Das Wichtigste, das ich von meinen Eltern im Thema Nachhaltigkeit mitbekommen habe, ist: Bei Nachhaltigkeit geht es darum, wie wir unsere Mutter Erde schützen können, damit sie uns nicht ausspuckt. Ebenso wertvoll war es, zu sehen, wie meine Eltern Dinge angepackt haben, einfach gemacht haben – auch mit den wenigen Möglichkeiten, die sie hatten. Im Straßenkinderprojekt meiner Eltern war es selbstverständlich, Dinge zu teilen – egal, ob Kühlschrank, Rasenmäher, Auto oder Wohnung. Der Begriff "Besitz" spielt keine Rolle in meinem Leben, dahingehend haben meine Eltern mich geprägt. Und ich finde: Wir alle sollten viel mehr Sharing Economy (Anm. d. Red.: gemeinschaftliche Nutzung von Gütern) betreiben!
Würden Sie Ihre Eltern als Ihre Vorbilder bezeichnen?

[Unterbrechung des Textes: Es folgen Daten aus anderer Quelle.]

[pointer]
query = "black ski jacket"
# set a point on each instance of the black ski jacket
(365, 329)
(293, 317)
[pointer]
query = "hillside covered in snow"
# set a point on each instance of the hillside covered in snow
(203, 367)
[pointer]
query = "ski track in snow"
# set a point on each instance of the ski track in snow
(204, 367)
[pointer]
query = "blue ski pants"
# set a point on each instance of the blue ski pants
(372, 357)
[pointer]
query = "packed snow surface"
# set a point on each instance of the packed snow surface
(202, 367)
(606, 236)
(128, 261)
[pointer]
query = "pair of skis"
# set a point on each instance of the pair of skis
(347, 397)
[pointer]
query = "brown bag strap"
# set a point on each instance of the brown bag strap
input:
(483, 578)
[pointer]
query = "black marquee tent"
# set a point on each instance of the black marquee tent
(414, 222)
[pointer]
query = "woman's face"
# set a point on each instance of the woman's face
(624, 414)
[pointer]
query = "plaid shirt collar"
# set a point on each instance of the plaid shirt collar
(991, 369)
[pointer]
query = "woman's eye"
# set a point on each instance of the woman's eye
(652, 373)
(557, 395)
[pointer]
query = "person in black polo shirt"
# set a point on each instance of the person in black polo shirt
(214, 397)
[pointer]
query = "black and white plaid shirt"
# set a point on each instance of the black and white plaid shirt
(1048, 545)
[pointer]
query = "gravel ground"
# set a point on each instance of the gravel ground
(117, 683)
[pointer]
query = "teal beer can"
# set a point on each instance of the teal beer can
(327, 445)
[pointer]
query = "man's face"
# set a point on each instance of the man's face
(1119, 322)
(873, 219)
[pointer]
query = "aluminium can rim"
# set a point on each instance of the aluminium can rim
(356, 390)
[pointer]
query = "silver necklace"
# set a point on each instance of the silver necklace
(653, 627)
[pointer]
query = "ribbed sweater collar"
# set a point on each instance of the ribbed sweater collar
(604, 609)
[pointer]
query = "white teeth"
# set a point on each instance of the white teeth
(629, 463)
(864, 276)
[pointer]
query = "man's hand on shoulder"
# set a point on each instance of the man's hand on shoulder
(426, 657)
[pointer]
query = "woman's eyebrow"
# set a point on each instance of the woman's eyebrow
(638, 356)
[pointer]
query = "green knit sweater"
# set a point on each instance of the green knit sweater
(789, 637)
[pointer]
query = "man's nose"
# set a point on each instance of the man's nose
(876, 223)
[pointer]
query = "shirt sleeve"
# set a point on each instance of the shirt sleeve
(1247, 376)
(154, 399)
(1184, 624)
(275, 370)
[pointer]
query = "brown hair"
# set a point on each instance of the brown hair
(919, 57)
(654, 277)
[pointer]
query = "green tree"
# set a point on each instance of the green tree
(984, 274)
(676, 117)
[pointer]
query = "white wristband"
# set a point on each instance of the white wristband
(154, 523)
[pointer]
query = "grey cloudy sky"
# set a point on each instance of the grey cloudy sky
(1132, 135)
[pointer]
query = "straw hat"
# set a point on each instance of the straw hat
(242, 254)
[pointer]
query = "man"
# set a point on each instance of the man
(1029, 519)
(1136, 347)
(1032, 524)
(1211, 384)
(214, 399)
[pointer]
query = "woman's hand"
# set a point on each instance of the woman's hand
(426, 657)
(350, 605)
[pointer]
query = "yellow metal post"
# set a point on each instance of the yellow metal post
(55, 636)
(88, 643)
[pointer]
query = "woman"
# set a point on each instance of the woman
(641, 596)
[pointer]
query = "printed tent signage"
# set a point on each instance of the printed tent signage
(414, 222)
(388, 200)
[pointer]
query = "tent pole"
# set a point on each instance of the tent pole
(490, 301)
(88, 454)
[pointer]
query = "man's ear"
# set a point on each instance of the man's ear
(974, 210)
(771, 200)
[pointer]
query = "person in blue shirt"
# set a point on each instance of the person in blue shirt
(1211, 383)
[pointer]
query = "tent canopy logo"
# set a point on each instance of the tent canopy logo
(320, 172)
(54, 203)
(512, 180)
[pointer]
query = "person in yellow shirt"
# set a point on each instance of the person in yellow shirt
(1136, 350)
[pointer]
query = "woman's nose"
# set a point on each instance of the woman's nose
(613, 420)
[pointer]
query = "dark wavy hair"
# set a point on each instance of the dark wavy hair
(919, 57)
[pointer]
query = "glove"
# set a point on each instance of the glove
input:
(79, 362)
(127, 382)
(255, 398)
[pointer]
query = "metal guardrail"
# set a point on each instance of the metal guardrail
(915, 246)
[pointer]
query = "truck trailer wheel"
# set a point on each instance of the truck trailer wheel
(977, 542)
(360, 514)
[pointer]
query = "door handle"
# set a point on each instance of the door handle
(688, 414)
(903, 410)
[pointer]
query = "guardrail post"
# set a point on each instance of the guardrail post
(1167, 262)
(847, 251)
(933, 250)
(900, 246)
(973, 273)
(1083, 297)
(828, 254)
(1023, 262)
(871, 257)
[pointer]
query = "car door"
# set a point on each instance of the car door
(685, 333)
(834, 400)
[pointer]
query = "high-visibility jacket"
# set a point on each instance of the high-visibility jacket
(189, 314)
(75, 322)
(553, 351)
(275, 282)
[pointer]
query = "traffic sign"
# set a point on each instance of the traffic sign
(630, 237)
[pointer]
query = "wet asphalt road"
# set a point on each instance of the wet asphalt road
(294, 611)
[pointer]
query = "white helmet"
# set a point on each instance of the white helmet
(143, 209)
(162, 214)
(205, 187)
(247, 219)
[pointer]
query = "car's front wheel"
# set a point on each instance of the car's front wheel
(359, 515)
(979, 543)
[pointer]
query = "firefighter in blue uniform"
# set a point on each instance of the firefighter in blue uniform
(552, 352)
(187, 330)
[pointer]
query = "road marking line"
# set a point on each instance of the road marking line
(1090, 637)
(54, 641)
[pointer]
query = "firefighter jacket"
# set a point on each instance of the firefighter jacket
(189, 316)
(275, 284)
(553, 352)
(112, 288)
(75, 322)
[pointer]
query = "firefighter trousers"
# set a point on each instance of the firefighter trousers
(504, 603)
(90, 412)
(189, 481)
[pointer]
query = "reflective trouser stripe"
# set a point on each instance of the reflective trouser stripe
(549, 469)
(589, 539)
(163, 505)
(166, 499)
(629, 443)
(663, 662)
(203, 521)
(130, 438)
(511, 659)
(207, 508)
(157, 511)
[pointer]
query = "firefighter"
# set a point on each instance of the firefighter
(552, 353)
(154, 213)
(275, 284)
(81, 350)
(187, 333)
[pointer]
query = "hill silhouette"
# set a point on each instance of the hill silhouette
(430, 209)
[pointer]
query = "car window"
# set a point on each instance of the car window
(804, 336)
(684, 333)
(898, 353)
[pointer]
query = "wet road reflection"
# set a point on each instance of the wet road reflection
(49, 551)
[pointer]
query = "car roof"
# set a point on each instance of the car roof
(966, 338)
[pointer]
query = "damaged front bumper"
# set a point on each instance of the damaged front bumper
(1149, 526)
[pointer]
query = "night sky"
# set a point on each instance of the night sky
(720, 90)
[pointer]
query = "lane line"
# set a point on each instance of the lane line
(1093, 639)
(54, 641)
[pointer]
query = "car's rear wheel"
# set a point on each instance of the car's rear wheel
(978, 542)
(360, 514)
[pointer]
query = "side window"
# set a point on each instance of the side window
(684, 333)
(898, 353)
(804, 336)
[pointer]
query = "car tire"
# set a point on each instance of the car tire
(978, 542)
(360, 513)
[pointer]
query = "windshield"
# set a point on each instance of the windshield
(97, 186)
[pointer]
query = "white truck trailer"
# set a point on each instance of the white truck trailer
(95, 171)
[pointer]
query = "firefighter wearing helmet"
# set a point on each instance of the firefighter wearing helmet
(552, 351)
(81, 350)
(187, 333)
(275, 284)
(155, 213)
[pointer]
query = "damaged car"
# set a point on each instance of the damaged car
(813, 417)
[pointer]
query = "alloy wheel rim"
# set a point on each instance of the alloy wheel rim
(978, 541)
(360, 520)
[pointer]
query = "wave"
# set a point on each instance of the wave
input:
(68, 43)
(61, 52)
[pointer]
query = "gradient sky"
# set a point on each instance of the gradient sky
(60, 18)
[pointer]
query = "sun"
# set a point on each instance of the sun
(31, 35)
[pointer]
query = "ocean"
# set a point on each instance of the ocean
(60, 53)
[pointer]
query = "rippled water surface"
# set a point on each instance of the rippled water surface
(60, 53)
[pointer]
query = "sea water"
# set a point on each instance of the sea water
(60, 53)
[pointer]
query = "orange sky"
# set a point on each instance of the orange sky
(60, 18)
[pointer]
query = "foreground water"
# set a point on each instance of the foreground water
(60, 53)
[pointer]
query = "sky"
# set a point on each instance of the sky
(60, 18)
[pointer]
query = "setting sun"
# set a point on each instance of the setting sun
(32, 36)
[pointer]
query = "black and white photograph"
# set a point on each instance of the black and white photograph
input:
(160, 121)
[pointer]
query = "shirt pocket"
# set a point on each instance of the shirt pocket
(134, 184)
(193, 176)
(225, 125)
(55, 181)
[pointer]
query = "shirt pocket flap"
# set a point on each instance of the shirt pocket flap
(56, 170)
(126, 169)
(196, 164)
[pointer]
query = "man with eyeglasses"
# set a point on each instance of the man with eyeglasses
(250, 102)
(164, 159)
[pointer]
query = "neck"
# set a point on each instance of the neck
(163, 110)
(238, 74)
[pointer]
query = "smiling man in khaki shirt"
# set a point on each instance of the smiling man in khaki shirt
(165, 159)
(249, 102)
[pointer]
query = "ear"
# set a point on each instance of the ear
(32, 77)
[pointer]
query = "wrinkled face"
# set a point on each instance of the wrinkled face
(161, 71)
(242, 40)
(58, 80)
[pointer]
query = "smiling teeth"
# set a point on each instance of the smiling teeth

Absolut, mich inspiriert vor allem die Selbstlosigkeit, meiner Mutter. Roberta Barros ist die selbstloseste Person, die ich kenne. Ich bin nicht immer selbstlos, bin oft dickköpfig – aber meine Mutter inspiriert mich, ein besserer Mensch zu sein. Ich glaube, wir müssen alle ein bisschen selbstloser werden. Meine Mutter hat in den letzten 40 Jahren 5.000 Kinder im Straßenkinderprojekt großgezogen. Ihre Ausdauer und ihre Resilienz inspirieren mich – und haben mich schon oft vorm Aufgeben meiner eigenen Projekte abgehalten. Das Motto meiner Mutter lautet: "Walk what you talk" (Anm. d. Red.: Lass deinen Worten Taten folgen) – und sie spornt mich jeden Tag aufs Neue dazu an, mein ganzes Leben so zu gestalten.
Über Domitila Barros:
Domitila Barros, 38, wuchs in einer Favela (portugiesisch: Armenviertel) im Nordosten Brasiliens auf. Dort gründeten und leiten ihre Eltern ehrenamtlich seit über 30 Jahren ein Straßenkinderprojekt. Barros unterrichtete bereits als Jugendliche andere Kinder und Jugendliche im Lesen und Schreiben. Nachdem sie im Jahr 2000 von den Vereinten Nationen (englisch: United Nations, UN) als "Millenium Dreamer" ausgezeichnet wurde, änderte sich ihr Leben schlagartig. Heute ist sie Green-Influencerin, Beraterin für Unternehmen und Privatpersonen und hat mit "She is from the jungle" eine nachhaltige Schmuckmarke ins Leben gerufen. Diese Marke ermöglicht Frauen aus Brasilien eine wirtschaftliche Integration. Außerdem wurde sie zur Miss Germany 2022 gewählt.
Frau Barros, was motiviert Sie zu Ihrem Engagement?
Mir ist es wichtig, mich aktiv für Women’s Empowerment einzusetzen. Zudem berate ich seit zehn Jahren Unternehmen weltweit in den Bereichen soziale Verantwortung und Nachhaltigkeit. Ebenfalls habe ich die Möglichkeit bekommen, als afrodeutsche Frau meinen Standpunkt und Impulse in die Politik einzubringen. Es ist mir wichtig, in der Entscheidungsebene im Thema Bildung und Nachhaltigkeit anzusetzen – daher habe ich auch meinen Master in Sozialer Politikwissenschaft gemacht. Denn schlussendlich ist ein Unternehmen auch davon abhängig, welche Entscheidungen in der Politik getroffen werden.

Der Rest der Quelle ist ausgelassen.